The answers to these three questions will help me determine what to buy.

  • 1
    It sounds like your first question is "what makes air in a room comfortable?" If you have lingering physics or engineering questions on how to achieve that, get to those later.
    – djechlin
    Jul 16, 2014 at 0:04
  • That actually seems like an apt summary of my questions, thanks! Though I wouldn't have any idea of where to ask that question either..
    – KJdev
    Jul 16, 2014 at 0:19
  • 1
    #2 feels like it's really just a weather question. The formulae for heat index & wind chill are meteorological calculations that convert the measured temperature to the perceived temperature. I think meteorology is considered on-topic for Earth Sciences?
    – AMtwo
    Jul 6, 2023 at 21:27

2 Answers 2


I can address this from the perspective of the physics site, to say that question #1 seems like it could be on topic for us but #3 is probably not. Thermal properties of a real house are a matter of civil engineering. If you were to ask about the effect of relative humidity on heating of an object, without getting into too much detail about what that object is, then it would be, um... less unlikely to be on topic at Physics, but I could see that going either way.

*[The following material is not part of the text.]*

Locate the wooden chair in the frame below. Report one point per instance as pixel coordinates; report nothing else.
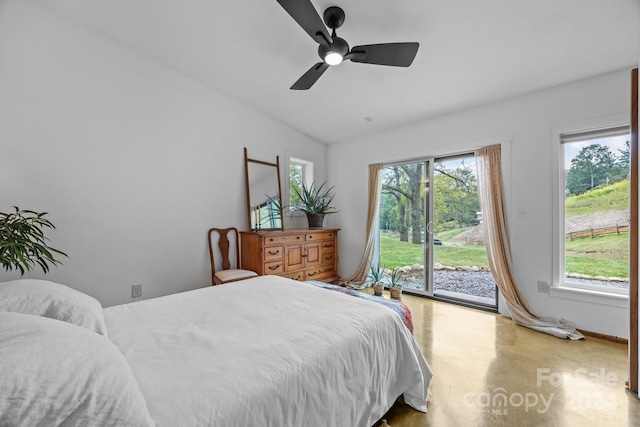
(227, 274)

Naturally this can depend on how exactly you phrase the questions. In particular, if it comes across as though you're looking for a shopping recommendation or design/construction advice, that's probably going to be off topic.

  • So your suggestion is to split up the questions? Asking about the effect of relative humidity on heating an object (#3) would be the best way to go about this then, as it seems there's no SO site where the civil engineering part would be a fit? (maybe the diy site, but that seems like a long shot) Do you have any advice for #2?
    – KJdev
    Jul 15, 2014 at 18:37
  • 2
    Yeah, definitely split up the questions. The way SE sites work, you should only be asking one question per post anyway. (Also note the clarifying edit I just posted.) I don't know anything more than you do about where #2 would go, sorry.
    – David Z
    Jul 15, 2014 at 19:39
  1. Physics as already stated.
  2. Cognitive sciences perhaps?
  3. Home improvement seems a likely choice.
  • #2, cognitive science because of the neuroscience part?
    – KJdev
    Jul 16, 2014 at 0:16
  • @DaJF Yes, general psychology stuff.
    – C. Ross
    Jul 16, 2014 at 12:50
  • Intuitively I wouldn't say how a human experiences climate is entirely a psychological thing.